Dans une deuxième étape plus constructive : apparaissant en tant qu’élément, matériau, composant, ou bien outil, il a pour but de remplir une fonction et l’on croit qu’on peut toujours le perfectionner, améliorer les outils. Individualisé sous la forme d’une machine, l’objet prend la place de l’homme (de la ménagère, des esclaves) qui jouait son rôle comme porteur d’outil en attendant que la machine arrive et s’installe (au 19ème siècle).

Si l’objet n’est pas une « population » mais un ensemble technique complexe d’éléments et de machines individualisées interagissants en nombre quelconque, qu’on appellera système, les composants fonctionnels sont astreints à des échanges adaptatifs avec les autres éléments, pour résoudre des problèmes de compatibilité : pas forcément un compromis entre fonctionnalités contraires, mais une « architecture heureuse[8] » si le nouvel élément conforte les fonctionnalités du précédent. L’organisation d’un ensemble tend à former des objets complexes régulateurs, stabilisateurs, des machines augmentant l’information, s’opposant à la dégradation de l’énergie, imitant la vie, homéostatiques. Plus généralement l’organisation d’un objet quelconque est l’ensemble des relations qui doivent être réalisées pour que l’objet existe et remplisse sa fonction.

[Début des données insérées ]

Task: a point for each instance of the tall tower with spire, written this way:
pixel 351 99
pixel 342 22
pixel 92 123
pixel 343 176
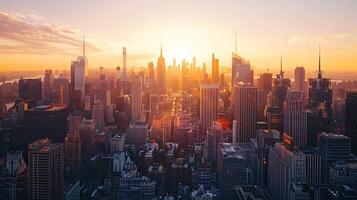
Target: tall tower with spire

À ce niveau, non seulement la technique ne s’oppose pas à la culture, mais bien au contraire elle y participe et peut même prétendre devenir fondement d’une culture.

L’objet culturel proprement dit fait son apparition sous de nombreux aspects du fait que la finalité de l’objet dépasse le domaine des inventions pratiques : prise à la lettre elle peut couvrir au delà des objets artificiels matériels beaucoup d’activités humaines exercées en acte qu’on peut considérer comme des objets « immatériels » répondant à un but, de nature culturelle, quand ils concernent une manière de penser pouvant conduire à une création : la science en acte, les arts appliqués, mais aussi la magie, les religions pratiquées, leur interprétation par des gourous de sectes  ; l’économie, la psychanalyse, la politique, la théorie du complot, le racisme (liste non limitative) sont autant de systèmes artificiels, pouvant conduire à concevoir et créer un objet artificiel, matériel ou non : objet qui fonctionne en général très bien, et qui peut répondre parfaitement à un but souhaité par une proportion notable d’êtres humains tout en étant rejeté par les autres comme sans signification, voire totalement déplaisant et destructif du monde où ils vivent.

Chacun des domaines énumérés définit une forme particulière de vérité : celle qu’il a fallu connaître et maîtriser pour réaliser un objet qui fonctionne, mais surtout celle dont l’atteinte est la destination qu’il se fixe, qui fait sens dans ce domaine limité : il rejette alors un objet qui fonctionnerait mais ne répond pas à cette forme de vérité, qui est alors considéré par les destinataires comme un objet créé sans signification.

Suite => Qu’est-ce qu’un objet, une chose ?

[1] SIMON H.A. : Les sciences de l’artificiel, Gallimard folio essais 2004, pp.29-31

[2] SIMONDON G. : Du mode d’existence des objets techniques, 1958 et 2012, p.23

[3] LEROI-GOURHAN A. : Le Geste et La Parole, Albin Michel, 1964

[4] BERGSON H. : L’Évolution créatrice, PUF, 1969, p.140

[5] Ibid. pp. 148-149

[6] Ibid. pp. 150-151

[7] MATURANA H. et VARELA F. : L’arbre de la connaissance, Addison-Wesley France, Paris, 1994, p. 194

[8] TRIVOUSS A. : Bureau d’études de la SNECMA, 1950.